For Joy Loesel, a mother of two who owns a townhouse a few doors away, this foreclosure, after others nearby, was the final straw, and she and her husband decided to sell.

"We thought we would stay, but then there was a forced sale here and a forced sale there," she said. "It's not a good community if everything is foreclosed. I can't wait to get out."

Shadi Benze, who lives in the well-manicured Hadley Farms subdivision near Olney, is equally frustrated by a deteriorating property next door to her single-family home. It was owned by a paving contractor married to a school secretary, and the family abruptly moved away one morning without saying good-bye, leaving the yard untended and construction materials in piles in the back yard. A for-sale sign has been in the front yard for months, and public records indicate the house is going into foreclosure.

"It's disgusting," Benze said. "It would take 30 minutes to clean it up. I say, why keep this junk if they are trying to sell the house?"

Neighbors sometimes end up taking matters into their own hands. One financially struggling single mother who lived in a townhouse in Centreville was cited repeatedly by the homeowners association for failing to paint her home and repair a broken screen. One day in March, she disappeared after telling neighbors Velma Powell and her husband John that she was moving back to her home country because she couldn't afford to live in Centreville. John Powell has been mowing her lawn and tending her yard ever since.

"It's like they are missing in action or something," Velma Powell said.

Frequently, homes entering foreclosure have been converted into rentals as owners try to find a way to help cover the mortgage. That is a good option for some owners, but in the worst cases, former family homes are turned into transient lodging.

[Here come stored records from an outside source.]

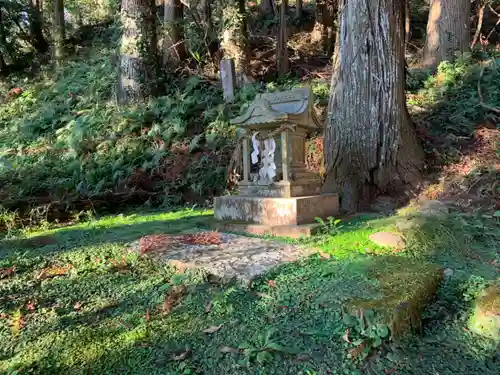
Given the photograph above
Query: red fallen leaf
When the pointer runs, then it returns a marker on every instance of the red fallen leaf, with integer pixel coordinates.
(271, 283)
(153, 242)
(212, 329)
(346, 336)
(7, 272)
(228, 349)
(181, 356)
(54, 271)
(208, 307)
(30, 306)
(173, 297)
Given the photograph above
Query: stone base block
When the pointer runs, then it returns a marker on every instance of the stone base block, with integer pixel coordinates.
(275, 211)
(293, 231)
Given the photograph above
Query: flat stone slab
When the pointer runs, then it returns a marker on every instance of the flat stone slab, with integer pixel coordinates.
(236, 256)
(388, 239)
(276, 211)
(292, 231)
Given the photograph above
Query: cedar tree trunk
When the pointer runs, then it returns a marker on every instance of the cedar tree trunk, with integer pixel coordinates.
(281, 45)
(138, 51)
(36, 27)
(448, 31)
(324, 17)
(299, 8)
(235, 37)
(174, 46)
(267, 6)
(370, 141)
(59, 30)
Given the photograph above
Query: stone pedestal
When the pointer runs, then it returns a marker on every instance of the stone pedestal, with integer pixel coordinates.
(283, 198)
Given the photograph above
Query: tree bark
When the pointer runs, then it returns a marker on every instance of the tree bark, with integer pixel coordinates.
(479, 26)
(370, 142)
(267, 6)
(59, 31)
(282, 44)
(407, 20)
(299, 8)
(3, 64)
(174, 46)
(235, 37)
(36, 27)
(448, 31)
(324, 17)
(138, 51)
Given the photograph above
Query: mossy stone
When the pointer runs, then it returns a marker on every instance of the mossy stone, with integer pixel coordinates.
(485, 319)
(407, 286)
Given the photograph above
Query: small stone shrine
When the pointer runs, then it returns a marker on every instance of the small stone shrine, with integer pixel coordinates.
(277, 194)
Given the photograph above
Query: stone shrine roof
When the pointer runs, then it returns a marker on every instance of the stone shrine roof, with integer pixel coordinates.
(293, 107)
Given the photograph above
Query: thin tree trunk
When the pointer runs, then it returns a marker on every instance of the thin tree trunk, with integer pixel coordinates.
(174, 46)
(36, 27)
(59, 31)
(235, 37)
(3, 65)
(299, 8)
(281, 46)
(267, 6)
(370, 142)
(448, 31)
(477, 34)
(324, 16)
(138, 51)
(407, 20)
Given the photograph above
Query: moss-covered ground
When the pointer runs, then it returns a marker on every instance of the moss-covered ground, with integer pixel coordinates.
(72, 301)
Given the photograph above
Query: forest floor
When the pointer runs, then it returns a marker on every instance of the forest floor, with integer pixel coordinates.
(74, 300)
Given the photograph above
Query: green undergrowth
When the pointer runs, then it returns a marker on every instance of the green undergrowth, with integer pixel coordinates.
(105, 311)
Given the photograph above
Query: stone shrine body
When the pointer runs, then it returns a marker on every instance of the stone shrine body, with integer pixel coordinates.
(277, 194)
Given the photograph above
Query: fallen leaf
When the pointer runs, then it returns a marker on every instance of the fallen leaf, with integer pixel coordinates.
(213, 329)
(7, 272)
(53, 271)
(30, 306)
(354, 352)
(346, 336)
(262, 295)
(228, 349)
(173, 297)
(302, 358)
(181, 356)
(208, 307)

Five unrelated people are living in a house facing foreclosure in Manassas. One of the tenants, Cristian Mendes, from El Salvador, said that the owner, who lives in the house, is losing it to the bank because his boarders have lost their construction jobs and can no longer pay rent.

"I've been here four months, but I'm looking for another place to go -- I have to," Mendes said in Spanish. "I'll be on the road."

The door to the front of the house was propped open with a rope attached to the front railing to signify it would accept anyone passing by who wanted to rent a room. Tenants wandering in off the streets have plenty of options in Manassas: At the Global Foods grocery nearby, there were more than 35 handwritten fliers, most in Spanish, offering rooms to rent in homes.

"It's creating a whole subculture of boarding rooms," said Jose Luis Semidey, a Tysons Corner mortgage broker and real estate agent.

The Senate Banking Committee has been told that 2.2 million families nationwide face foreclosure as a result of loans they can't pay. Many home repossessions are expected to occur within the next two years as attractive low-interest "teaser" rates expire and mortgages adjust to reflect higher payments.

"Everybody in the industry knew what was coming when you start loosening the criteria for making loans, allowing anybody to get a loan for anything," said Beau Brincefield, an Alexandria real estate lawyer. "Sooner or later, the chickens come home to roost."